Today I only wish to relay pertinent facts to my longtime readers who are curious as to the story of the flight of the walkers.

At last, we have caught our breath and welcomed a return to some sense of stability.  We have only a car load of belongings and sleep on a futon but we are both in a place of growth, and breathing deeply as a result.  Productivity comes in larger doses without boundless stress or a complete disarray of personal space.  What we have is easy to organize, and our obligations I can count on one hand.  After that, rock it on out.


So now to the facts.  Ashley is a nanny for a family nearby, and being Ashley, she is also contacting many places in order to exhibit in the coming months.  She has a studio space given to her by our sister Cortney’s dad where she havens away, free of the household’s peering in on the progress.

I am landscaping during the weeks, a job where I came highly recommended by my bass player (Jimits Cameron), and together we slit-seed lawns and ride in a truck, talking about the songs we ought to cover and ones that would be funny, but we shouldn’t.  Weekends I’m catering parties and weddings.

Every spare moment of mine goes to recording, memorizing covers, and rehearsing with my new band in our space located in an office storage building.

Let me tell you a little bit more about this recording project.  As you may know, it was written in New York City about our experiencs and perspective there and subsequently recorded at Grace Acres Farm (Rebekah and Frankie Campbell’s) near Washington D.C. in their farmhouse basement.  I borrowed guitars, drums, and random objects and played them along with various keyboards into the internal microphone on my laptop.  On the third day of doing vocals I realized that this microphone sounded better than any I had, so without exception my album was recorded with garageband plus the mic installed above the screen.

Grace Acres Studio

Grace Acres Studio

Upon arriving at Virginia Beach last month, I had 5 of the 8 tracks done.  Recording in a 800 sq ft house with four people all on different schedules is difficult.  My audio engineering abilities were laughable.  But I am a big shot producer, a captivating rockstar and a prolific songwriter; all according to my new indie label which is also based on this laptop.  You know, free recording software is more powerful than anything the Beatles ever had.  And iTunes makes for pretty inexpensive worldwide distribution.  All I need is to be discovered by the right person, and I suppose that right person will have to be me.
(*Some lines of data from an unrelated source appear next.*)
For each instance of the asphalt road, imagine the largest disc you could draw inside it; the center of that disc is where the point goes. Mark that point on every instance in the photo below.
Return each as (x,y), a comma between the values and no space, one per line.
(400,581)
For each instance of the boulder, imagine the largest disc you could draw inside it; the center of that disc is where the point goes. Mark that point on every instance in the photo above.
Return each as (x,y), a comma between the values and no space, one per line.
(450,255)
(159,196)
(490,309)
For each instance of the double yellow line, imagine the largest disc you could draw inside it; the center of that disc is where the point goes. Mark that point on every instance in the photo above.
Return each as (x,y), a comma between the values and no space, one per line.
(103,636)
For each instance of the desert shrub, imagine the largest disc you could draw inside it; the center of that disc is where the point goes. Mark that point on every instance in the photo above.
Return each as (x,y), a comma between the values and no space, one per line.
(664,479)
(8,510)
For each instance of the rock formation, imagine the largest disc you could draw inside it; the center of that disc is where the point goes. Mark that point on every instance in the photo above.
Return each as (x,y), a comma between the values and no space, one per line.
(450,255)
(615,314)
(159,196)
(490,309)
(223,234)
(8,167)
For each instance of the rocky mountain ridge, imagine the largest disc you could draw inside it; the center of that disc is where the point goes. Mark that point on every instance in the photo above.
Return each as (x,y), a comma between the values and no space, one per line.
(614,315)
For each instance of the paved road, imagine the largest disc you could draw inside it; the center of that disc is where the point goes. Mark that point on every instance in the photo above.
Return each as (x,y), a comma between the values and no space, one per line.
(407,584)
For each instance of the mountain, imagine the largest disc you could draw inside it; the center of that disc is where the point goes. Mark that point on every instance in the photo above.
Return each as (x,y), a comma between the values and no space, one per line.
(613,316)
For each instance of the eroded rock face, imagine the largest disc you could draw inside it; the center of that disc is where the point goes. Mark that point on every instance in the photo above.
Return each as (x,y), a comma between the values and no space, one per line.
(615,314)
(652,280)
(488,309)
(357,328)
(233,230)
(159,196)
I have spent a lot of time in professional studios, on the clock with some great engineers who turn out a great product.  But the music I am making now by myself is better.  Yes, it has that Brooklyn lo-fi, raw performance feel to it.  It is full of imperfections, hisses, finger fumbles, and even some flat notes.  The music is about some people who are bravely and audaciously trying to live the way they feel they should.  Where the resources fall short, creativity has space.  When you are figuring out where you need to be going, there will be mistakes.  Some of them are good to leave like that.  The tracks that I built on were sometimes the takes that were recorded in my Harlem apartment just so that I wouldn’t forget the song when I got home after work.  I jumble the words because they weren’t written down yet, but you can hear the bustle of 5th Avenue where I was taking a walk when I wrote the song.  I would rather have that than studio perfection done somewhere else.

outside the Harlem apartment

As I sit here now I can only guess at the hours I’ve spent fine tuning my mixes, editing, and  recording on this screen.  I’ve layered my voice repeatedly and probably played 30 instruments into it. It may be true that I have slacked on the blog, but you couldn’t peel this computer from my face last week, and I thought headphones were my real ears.  My drummer, Stamps Morrisett of Layercake Studios in VA Beach is doing the final mastering and I will have a finished copy soon enough.

These have been the facts.

For some reality saucy drama, I may start telling stories about our NYC adventure that I couldn’t say when we were there.  We didn’t want anybody losing sleep over us.  Okay, no hooks people, this is the Flight of the Walkers, the daily story of hope.  Back to daily we shall be.